Despite the film not being shot until 2022, all three lead actors were cast at the project’s inception and remained committed throughout its delays. “Ironically, they seemed a bit too young at the time,” Marks reflects. “But we were so enamored with them that we decided to proceed.” The extended timeline afforded the cast more opportunities to bond, although Isabela Merced and Cree Cicchino had already been acquainted for years. “The chemistry between the best friends is just as crucial as the romantic chemistry,” Marks emphasizes. “And they just clicked instantly.”

Given the pandemic restrictions, all rehearsals took place over Zoom. “It’s every actor’s nightmare, trying to build chemistry over a computer screen,” Marks concedes. Taking a gamble on Felix Mallard, an Australian actor known for his roles in “Ginny & Georgia” and “Neighbours,” proved to be a wise decision. “He has quite a challenging role in this film,” Marks acknowledges. “Playing a billionaire’s son isn’t inherently sympathetic. He deserves immense credit for his charm, supportiveness, and flawless American accent. As someone who struggles with accents myself, I was thoroughly impressed.”

Marks, like many others, is an avid fan of “Succession.”

The film also boasts performances from seasoned actors, including J. Smith-Cameron, a two-time Emmy nominee for her portrayal of Gerri Kellman on “Succession.” Cameron portrays a professor admired by Aza, who in one scene, delves into the significance of the film’s title. “I’m a die-hard ‘Succession’ fan, and I knew I wanted Gerri from the get-go for this role,” Marks admits with a chuckle. “So I penned her a letter, expressing my admiration and inviting her to speak the title.
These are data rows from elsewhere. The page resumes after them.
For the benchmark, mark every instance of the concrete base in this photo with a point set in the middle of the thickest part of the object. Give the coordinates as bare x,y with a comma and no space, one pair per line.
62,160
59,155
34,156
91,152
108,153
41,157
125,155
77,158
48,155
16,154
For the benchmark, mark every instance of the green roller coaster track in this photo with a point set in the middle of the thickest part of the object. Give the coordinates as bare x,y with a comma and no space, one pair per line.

She exuded intelligence, warmth, humor, and depth — everything you could hope for.”

Judy Reyes also features as Aza’s mother. While Reyes had previously appeared on “Succession,” Marks clarifies that her casting wasn’t directly linked to that. “Judy has an impressive reel and possesses a remarkable range across genres and mediums — I was thrilled to have her on board,” Marks asserts. “But, I won’t deny it; her past work on ‘Succession’ certainly didn’t hurt.”

Given her background as an actor, Marks empathizes with the challenges actors face.
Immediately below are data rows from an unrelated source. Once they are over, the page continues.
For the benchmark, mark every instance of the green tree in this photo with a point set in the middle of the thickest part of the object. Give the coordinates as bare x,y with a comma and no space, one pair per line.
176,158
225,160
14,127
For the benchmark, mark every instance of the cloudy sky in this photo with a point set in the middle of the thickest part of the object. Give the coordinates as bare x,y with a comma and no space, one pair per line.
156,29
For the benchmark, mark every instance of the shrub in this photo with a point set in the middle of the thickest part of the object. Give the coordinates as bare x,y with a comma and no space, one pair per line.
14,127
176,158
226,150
Drawing from her own experiences, Marks emphasizes that there are numerous factors influencing casting decisions beyond an actor’s talent alone. “We encountered thousands of talented individuals during the casting process for ‘Turtles,'” she explains. “While it may sound straightforward, only one person can ultimately land the role, and it hinges on how well they fit into the overall picture.” Marks encourages actors to remain authentic to themselves when auditioning. “No two individuals interpret a role in the same way. I spent a considerable amount of time as an actor pondering how to distinguish myself. However, it turns out, simply being myself sets me apart. My facial features are distinct. I bring my own unique baggage and life experiences. Just embrace who you are.”As both an actor and filmmaker, Marks is eager for a resurgence of in-person auditions. While she acknowledges the benefits of Zoom, such as the ability to connect with individuals worldwide, she acknowledges the toll it can take on an actor’s morale to submit an audition tape without knowing if it has been viewed.

Marks, like many others, is an avid fan of John Green.
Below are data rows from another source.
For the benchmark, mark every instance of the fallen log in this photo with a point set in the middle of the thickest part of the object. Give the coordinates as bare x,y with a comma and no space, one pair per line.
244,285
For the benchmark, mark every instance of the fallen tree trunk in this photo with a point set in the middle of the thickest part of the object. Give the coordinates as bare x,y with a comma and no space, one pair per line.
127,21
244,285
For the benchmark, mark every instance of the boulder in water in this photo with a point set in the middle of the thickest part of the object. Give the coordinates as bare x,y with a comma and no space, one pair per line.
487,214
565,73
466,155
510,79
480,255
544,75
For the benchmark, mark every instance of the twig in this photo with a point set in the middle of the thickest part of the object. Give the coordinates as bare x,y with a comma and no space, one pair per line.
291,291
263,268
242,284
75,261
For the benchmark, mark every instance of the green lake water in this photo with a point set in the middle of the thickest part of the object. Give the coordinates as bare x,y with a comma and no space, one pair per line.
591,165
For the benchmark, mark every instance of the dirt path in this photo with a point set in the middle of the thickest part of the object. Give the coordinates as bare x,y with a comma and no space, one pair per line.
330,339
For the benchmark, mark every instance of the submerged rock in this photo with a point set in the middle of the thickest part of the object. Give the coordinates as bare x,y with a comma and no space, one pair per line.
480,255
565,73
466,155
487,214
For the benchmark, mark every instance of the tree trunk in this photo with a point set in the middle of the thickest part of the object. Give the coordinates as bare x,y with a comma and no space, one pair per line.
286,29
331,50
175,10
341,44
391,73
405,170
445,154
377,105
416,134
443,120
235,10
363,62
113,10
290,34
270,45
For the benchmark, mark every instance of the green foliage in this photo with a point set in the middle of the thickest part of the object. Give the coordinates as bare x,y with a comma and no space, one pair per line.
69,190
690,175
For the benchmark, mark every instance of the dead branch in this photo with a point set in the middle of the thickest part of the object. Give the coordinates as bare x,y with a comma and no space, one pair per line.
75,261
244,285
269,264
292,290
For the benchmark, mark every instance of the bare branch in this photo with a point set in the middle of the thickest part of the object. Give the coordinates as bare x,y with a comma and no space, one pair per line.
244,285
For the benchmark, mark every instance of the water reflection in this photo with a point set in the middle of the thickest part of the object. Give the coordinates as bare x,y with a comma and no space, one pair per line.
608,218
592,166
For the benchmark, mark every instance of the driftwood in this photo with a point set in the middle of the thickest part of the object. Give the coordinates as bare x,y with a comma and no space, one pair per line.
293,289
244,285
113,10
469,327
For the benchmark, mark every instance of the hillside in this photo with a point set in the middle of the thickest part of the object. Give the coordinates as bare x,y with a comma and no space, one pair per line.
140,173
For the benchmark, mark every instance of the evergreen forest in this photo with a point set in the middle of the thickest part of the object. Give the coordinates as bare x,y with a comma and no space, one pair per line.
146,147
Renowned for his novels such as “The Fault in Our Stars” and “Paper Towns,” Green has been candid about the profound significance of “Turtles All the Way Down” to him, given his own mental health struggles. Serving as a producer on the film, he was a constant presence on set. However, Marks found the most challenging aspect to be restraining her excitement and not “fangirling out” over the author. “He was incredibly generous and receptive to my ideas, allowing me to take the lead,” Marks reflects. “He was an absolute dream collaborator.”

Their collaboration has since evolved into a friendship. “On the day the film premieres, we plan to celebrate together,” Marks reveals. “This movie has given me so much, but one thing I’ll always treasure is the opportunity to share moments with John Green. It’s still surreal to me.”